掃除や片付けはキャシーがまだ本調子でない分ラプターが率先して行っていたし、ラプターもキャシーも零が作ったものをなんでも喜んで食べてくれる。
(最高なんだけど……)
「ね、ドルフィン」
「ん? どうした?」
「あの時言ってた私に伝えたかったことって何?」
心臓が跳ねた気がした。
(しまったしまったどう答えるか……)
この想いを伝えるつもりは今の零には微塵もなかった。
「……その話だが、」
「言いにくかったら別にいいよ。追い詰められると訳わからないこと言ったりするし」
「君と出会えて本当によかったって言いたかったんだ」
零はラプターにしか聞こえないように小声で言った。
「……私も」
ラプターの頬にさっと朱が差した。これは一歩間違えたらセクハラなのではと思いつつ零は音量を極限まで落としてつづけた。
「テロの後、ずっとモノクロの世界を生きてきた気がする。だけど、君と出会えてからちゃんと周りに色がついて見え……おいそこのやつら耳をそば立てるな!!」
ダイニングの面々は先ほどまで盛り上がっていたはずなのに、急に声のトーンが下がっていた。
ミラはハッとしてダイニングの面々を見た。
「俺たちのことは背景だと思って続けてくれ」
「ドルフィン、私たちにはお構いなくおしゃべりしてちょうだい」
ダイニングのモニターにふとカメラを向けると、自分が先ほど口走ったセリフが映っていた。零は唖然として数秒思考停止した。

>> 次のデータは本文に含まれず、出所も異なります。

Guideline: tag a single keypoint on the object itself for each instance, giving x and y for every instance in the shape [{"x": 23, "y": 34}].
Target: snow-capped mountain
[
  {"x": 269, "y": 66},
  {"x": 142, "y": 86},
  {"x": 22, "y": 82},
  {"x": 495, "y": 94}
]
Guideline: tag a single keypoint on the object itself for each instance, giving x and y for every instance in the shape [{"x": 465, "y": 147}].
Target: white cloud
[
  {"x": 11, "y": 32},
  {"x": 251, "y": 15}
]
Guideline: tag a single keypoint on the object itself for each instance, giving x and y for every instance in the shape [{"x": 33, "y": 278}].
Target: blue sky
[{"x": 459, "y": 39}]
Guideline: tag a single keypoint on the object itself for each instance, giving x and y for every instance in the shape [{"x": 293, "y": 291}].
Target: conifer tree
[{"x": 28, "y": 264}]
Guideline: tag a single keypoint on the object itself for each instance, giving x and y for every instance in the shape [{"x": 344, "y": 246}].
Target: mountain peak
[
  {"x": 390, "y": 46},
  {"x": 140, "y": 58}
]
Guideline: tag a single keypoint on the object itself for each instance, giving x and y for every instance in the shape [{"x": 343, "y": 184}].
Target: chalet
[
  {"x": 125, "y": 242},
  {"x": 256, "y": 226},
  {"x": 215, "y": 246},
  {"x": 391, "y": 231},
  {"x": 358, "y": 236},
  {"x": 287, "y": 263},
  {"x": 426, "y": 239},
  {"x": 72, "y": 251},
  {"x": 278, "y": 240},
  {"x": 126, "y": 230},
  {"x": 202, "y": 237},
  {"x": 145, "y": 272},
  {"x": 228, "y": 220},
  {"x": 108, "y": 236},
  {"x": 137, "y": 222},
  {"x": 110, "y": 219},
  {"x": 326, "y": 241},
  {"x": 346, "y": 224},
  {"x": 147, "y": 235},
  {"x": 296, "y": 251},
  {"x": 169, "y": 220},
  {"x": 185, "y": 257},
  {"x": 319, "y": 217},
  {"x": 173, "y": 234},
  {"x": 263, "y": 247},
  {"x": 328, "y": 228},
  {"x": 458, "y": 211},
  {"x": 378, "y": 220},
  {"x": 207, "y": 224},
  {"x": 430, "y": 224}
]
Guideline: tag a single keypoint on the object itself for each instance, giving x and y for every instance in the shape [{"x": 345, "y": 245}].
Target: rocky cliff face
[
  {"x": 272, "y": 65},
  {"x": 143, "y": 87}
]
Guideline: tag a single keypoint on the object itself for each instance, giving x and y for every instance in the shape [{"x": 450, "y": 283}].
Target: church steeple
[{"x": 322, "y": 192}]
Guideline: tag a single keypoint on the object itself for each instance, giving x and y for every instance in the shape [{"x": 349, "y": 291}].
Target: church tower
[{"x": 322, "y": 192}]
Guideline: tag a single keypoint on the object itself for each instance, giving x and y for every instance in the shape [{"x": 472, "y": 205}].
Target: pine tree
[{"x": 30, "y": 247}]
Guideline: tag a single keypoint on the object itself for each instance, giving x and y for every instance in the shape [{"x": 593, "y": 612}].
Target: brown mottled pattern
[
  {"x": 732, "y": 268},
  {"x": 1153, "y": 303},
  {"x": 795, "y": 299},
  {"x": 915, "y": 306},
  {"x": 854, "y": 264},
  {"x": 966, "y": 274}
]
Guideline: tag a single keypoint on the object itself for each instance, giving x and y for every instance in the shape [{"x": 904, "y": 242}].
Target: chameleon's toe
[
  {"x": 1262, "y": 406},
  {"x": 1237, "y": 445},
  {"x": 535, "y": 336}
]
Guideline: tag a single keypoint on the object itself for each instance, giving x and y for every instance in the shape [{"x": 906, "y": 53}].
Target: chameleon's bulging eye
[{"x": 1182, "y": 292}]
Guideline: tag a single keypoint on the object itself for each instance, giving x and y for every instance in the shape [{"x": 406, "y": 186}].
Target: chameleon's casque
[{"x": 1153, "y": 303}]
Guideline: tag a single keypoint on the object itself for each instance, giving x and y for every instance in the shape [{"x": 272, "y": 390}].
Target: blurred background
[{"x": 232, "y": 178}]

「……だぁぁぁぁ! 戦犯はお前かサミー! 人の耳だと聞き取れないからお前が聞き取って画面に文字で映してたんだろ!」
零はローテーブルの上から飛び立ってダイニングの方に突っ込んでいった。別にダイニングのカメラとマイクに繋げばいいのだが、こういう時はドローンを使う方が効果的だからである。
「バレましたか。戦犯扱いとは光栄ですね」
モニターの映像制御をサミーから奪い返す。ぶち、と音を立ててモニターが切れた。
「まあまあ零落ちつけよ」
「何こそこそしゃべってるのかなぁって私が言ったらサミーが……あはは」
キャシーが困ったように笑った。あははではない。どいつもこいつもどうしようもない。
***
それから一時間もすると、飲酒組はいい感じに出来上がっていた。カナリアは明日の朝が早いからと一足早く帰っていった。

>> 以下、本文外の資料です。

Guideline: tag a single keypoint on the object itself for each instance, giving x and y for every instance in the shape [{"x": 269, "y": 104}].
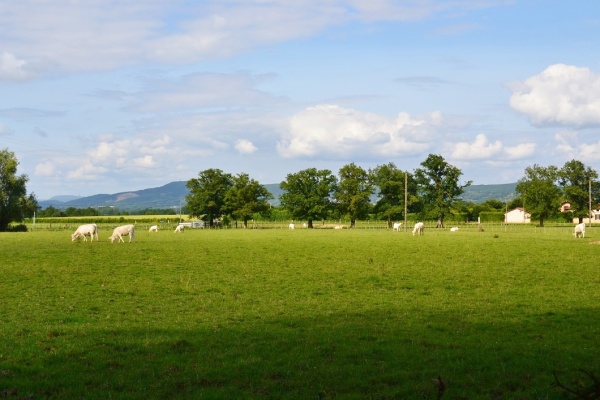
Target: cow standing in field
[
  {"x": 419, "y": 229},
  {"x": 579, "y": 230},
  {"x": 120, "y": 231},
  {"x": 90, "y": 230}
]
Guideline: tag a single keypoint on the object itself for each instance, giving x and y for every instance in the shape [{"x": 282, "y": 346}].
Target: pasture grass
[{"x": 303, "y": 314}]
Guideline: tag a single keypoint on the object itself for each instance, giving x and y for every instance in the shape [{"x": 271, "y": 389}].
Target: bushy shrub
[{"x": 17, "y": 228}]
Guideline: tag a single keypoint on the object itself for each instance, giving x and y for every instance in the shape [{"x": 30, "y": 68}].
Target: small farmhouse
[{"x": 517, "y": 216}]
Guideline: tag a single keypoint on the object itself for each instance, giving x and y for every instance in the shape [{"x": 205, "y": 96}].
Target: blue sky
[{"x": 105, "y": 96}]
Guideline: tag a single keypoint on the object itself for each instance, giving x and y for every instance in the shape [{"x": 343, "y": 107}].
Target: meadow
[{"x": 303, "y": 314}]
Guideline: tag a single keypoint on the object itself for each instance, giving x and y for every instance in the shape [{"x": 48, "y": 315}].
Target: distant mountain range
[{"x": 172, "y": 195}]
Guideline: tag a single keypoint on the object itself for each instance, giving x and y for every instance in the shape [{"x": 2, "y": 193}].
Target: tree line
[
  {"x": 314, "y": 194},
  {"x": 430, "y": 192}
]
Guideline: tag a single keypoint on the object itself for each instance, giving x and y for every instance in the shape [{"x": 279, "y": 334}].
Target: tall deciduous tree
[
  {"x": 574, "y": 179},
  {"x": 540, "y": 192},
  {"x": 308, "y": 194},
  {"x": 438, "y": 187},
  {"x": 391, "y": 181},
  {"x": 15, "y": 204},
  {"x": 246, "y": 197},
  {"x": 207, "y": 194},
  {"x": 353, "y": 194}
]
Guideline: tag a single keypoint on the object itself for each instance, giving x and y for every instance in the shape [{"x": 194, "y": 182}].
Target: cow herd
[{"x": 91, "y": 230}]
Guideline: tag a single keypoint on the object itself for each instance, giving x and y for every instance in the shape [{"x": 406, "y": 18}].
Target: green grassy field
[{"x": 303, "y": 314}]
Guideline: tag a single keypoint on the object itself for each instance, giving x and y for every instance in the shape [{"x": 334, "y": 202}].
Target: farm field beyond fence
[{"x": 302, "y": 314}]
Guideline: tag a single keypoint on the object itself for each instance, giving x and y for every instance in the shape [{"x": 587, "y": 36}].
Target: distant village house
[{"x": 517, "y": 216}]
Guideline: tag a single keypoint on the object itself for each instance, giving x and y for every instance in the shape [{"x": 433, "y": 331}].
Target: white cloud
[
  {"x": 144, "y": 162},
  {"x": 45, "y": 169},
  {"x": 206, "y": 91},
  {"x": 334, "y": 131},
  {"x": 12, "y": 68},
  {"x": 481, "y": 148},
  {"x": 571, "y": 147},
  {"x": 5, "y": 131},
  {"x": 520, "y": 151},
  {"x": 245, "y": 146},
  {"x": 561, "y": 94}
]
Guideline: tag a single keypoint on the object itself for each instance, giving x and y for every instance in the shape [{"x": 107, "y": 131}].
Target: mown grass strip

キャシーもジェフもソファのラプターの隣に場所を移していた。このソファがL字の特大サイズなので大の大人三人でも特に問題はない。
話題は、キャシーの実家の話だった。
「漢字は難しすぎて結局覚えられなかったなぁ」
「俺も正直最近書けなくなってるよ、漢字。書く機会がないからなぁ」
ジェフが苦笑してみせた。
「あ、そういえばドルフィンって名前漢字だよね?」
ラプターが問いかける。
「ああ。俺の名前は漢字、ジェフはカタカナ」
「カタカナ?」
キャシーが首を傾げた。ジェフが解説を入れる。
「俺のファーストネーム、ジェフリーってのはカタカナ。漢字を崩して作った表音文字。外来語とか外国系の名前とかはカタカナで表記する。キャシーとかミラ、エリカもカタカナで書けるよ。ミドルネームは将輝っていうんだけど、これは漢字の名前だ。零はもちろん漢字」
零はテレビを自分のネットワークと接続し、でかでかと自分の名前を映してみせた。隣にジェフのミドルネーム、将輝を表示して、ついでにカタカナのジェフリーも映した。
「さて、どれがどれでしょう」
「えー、難しすぎる! でも、カタカナが表音文字ってことは右上の文字数が多いから、ジェフリーって書いてあるの?」
「正解!」
ラプターがすかさずジェフの名前を言い当て、零がそれに答えた。
「日本語は文字が数種類あって、読み方も複数あって難解です。外国語習得難易度トップクラスのなかなか高度な言語ですよね」
サミーが冷静に解説をしてくれる。
「俺の名前は、ラプターとキャシーならよく知ってる旧世界の日本製戦闘機の頭文字と同じ字」
「あー確かに確かに。二人なら知ってそうだな」
ジェフは楽しそうに笑っている。
「旧世界の日本製戦闘機?」
キャシーが眉を顰めた。
「運用開始はいつ?」
ラプターの問いかけに流石に何年だったかと数秒考える。確か昭和15年だったはずだ。
「確か1940年の……何月だっけかな」
「7月ですね」
サミーがすぐさま教えてくれる。
「ってことは太平洋戦争で飛んだのか……あ」
ラプターは一瞬ののちにはっとした顔をしてみせた。彼女はキャシーと目を見合わせた。
ああ、これは気がついたなと零は内心ニヤリとする。
「「レイシキカンジョウセントウキ!」」
零式艦上戦闘機。ゼロセンとも言うが、よく日本語の正式名称で覚えているなぁと感心を隠せない。この二人、やはりド級の戦闘機オタクである。
「そう! だからこれ。数字のゼロって意味」
零の字を丸で囲った。
「ドルフィンの名前ってレイ・ファイターのレイと同じ字? やばくない?」
興奮を隠せない様子でキャシーが言う。キャシーとラプターは手を取り合い、口を揃えて言った。
「「かっこいい~!」」
「……そ、そう?」
女性からの格好いいという言葉は浴びるほど受けてきたつもりだが、流石に零戦の零と同じ字という理由で格好いいと言われたのは初めてで戸惑う。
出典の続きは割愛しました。